Studien belegen, dass Schüler/-innen mit Migrationshintergrund im Durchschnitt weniger qualifizierte Schulabschlüsse erwerben als Gleichaltrige ohne Migrationshintergrund. Hinzu kommt, dass viele von ihnen nicht nur Schwierigkeiten haben, eine höhere Schulart zu besuchen, sondern auch, sich dort zu halten. Dafür gibt es vielfältige Ursachen. „Im wissenschaftlichen Diskurs ist man sich jedoch weitgehend darüber einig, dass [beispielsweise; TvDS] zu geringe Kompetenzen in der deutschen Sprache eine entscheidende Erklärungsvariable sind […]“ (14). Nach Gerald Fischer sprechen diese Schüler/-innen häufig in ihrem Elternhaus eine andere Familiensprache und die deutsche Sprache wird als Zweitsprache erlernt. Dies kann sich negativ auf den Erwerb der im (deutschen) Bildungswesen relevanten Bildungssprache auswirken. Die Zweitspracherwerbsforschung konzentriert sich hauptsächlich auf den Elementar- sowie Primarbereich, wohingegen das Gymnasium bislang kaum in Studien berücksichtigt wird. Fischer nimmt sich dieser Leerstelle an. Ihm geht es um die Klärung der drei Fragen, inwieweit sich Multikulturalität und Mehrsprachigkeit der deutschen Migrationsgesellschaft auf das Gymnasium und seinen Schulalltag auswirken (Kapitel 2), inwiefern womögliche Besonderheiten des gymnasialen Unterrichts und dessen Unterrichtssprache zu einem geringen Bildungserfolg von Schüler/-innen mit Migrationshintergrund am Gymnasium beitragen (Kapitel 3) und schließlich, wie ein zukünftiges Sprachförderkonzept, mit dem Fokus auf die Verbesserung schriftsprachlicher Kompetenzen, an der gymnasialen Unterstufe aussehen könnte (Kapitel 4).

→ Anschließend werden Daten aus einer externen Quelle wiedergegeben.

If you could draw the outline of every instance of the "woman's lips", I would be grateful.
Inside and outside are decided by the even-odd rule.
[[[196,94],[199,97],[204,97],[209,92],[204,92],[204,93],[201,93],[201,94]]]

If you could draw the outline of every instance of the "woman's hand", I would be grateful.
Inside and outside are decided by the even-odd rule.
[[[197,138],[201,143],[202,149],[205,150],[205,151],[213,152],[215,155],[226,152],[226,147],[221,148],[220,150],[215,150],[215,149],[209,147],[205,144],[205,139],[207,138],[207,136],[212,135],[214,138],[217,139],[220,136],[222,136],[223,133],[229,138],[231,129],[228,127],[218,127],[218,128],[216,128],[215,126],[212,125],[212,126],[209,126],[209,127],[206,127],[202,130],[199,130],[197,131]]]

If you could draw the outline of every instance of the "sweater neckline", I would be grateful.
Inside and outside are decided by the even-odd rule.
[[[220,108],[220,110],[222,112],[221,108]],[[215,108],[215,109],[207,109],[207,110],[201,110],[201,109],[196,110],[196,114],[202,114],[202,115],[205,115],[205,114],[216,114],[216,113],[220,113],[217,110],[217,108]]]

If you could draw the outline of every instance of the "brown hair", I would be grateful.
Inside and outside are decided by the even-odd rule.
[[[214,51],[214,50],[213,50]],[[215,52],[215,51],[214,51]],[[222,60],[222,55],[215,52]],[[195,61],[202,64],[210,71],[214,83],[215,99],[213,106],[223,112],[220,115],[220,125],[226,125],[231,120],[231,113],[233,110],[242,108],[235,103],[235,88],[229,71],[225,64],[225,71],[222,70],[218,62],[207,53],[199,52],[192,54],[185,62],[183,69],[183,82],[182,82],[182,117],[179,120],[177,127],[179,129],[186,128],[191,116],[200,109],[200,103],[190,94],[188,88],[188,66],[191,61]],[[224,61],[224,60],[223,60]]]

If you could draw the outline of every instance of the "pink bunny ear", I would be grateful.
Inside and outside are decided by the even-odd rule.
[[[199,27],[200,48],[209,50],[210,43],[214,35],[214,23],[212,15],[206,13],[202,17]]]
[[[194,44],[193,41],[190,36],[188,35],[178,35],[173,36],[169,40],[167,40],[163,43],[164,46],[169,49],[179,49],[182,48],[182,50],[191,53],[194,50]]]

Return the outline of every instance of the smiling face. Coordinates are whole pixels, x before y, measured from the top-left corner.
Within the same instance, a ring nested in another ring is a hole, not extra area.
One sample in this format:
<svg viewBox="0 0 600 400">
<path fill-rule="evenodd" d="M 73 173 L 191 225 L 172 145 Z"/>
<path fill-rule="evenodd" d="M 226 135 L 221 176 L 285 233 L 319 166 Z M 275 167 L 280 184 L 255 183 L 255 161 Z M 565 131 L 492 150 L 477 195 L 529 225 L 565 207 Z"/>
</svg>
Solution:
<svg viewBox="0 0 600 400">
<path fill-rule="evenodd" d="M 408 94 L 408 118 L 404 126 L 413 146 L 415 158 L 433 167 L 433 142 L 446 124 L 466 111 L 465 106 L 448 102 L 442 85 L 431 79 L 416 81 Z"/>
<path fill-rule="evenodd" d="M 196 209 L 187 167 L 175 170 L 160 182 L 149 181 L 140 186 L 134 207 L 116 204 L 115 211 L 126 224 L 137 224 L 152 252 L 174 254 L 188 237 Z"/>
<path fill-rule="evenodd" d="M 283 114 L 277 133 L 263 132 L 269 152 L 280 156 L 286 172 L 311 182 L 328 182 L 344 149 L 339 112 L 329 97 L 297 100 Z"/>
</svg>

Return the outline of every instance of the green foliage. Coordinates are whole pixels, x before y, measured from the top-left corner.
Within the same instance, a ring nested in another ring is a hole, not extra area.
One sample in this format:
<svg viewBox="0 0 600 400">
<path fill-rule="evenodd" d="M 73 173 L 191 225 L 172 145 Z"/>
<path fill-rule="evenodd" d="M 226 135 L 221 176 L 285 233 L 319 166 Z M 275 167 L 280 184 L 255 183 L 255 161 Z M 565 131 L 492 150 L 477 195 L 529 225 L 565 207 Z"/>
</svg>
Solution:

Nach einer Einleitung mit Angaben zu Aufbau und Zielsetzung beschäftigt sich Kapitel 2 vor allem mit der Bedeutsamkeit einer migrations- und schulspezifischen Deutschförderung für das Gymnasium. Fischer problematisiert den Begriff „Migrationshintergrund“, und er kritisiert, dass die amtlichen Schuldaten selbst nach jüngeren Neuerungen ungenau bleiben. So sei etwa davon auszugehen, dass der Indikator „Familiensprache“ weiterhin zu irreführenden Angaben führen kann, da dieser auf einer Selbsteinschätzung der Erziehungsberechtigten beruht. Viele Erziehungsberechtigte geben aus Angst vor möglichen Konsequenzen – so Fischer – an, zu Hause Deutsch zu sprechen, selbst wenn dies nur bedingt der Fall ist. Außerdem gelten die Schüler/-innen häufig in den Schulen als „deutschsprachig“, sobald mindestens eine Familiensprache Deutsch ist. Deutlich wird, dass Multikulturalität und Mehrsprachigkeit de facto für Gymnasien und deren Schulalltag von Relevanz sind und bisher allzu wenig institutionell und konzeptionell beachtet wurden.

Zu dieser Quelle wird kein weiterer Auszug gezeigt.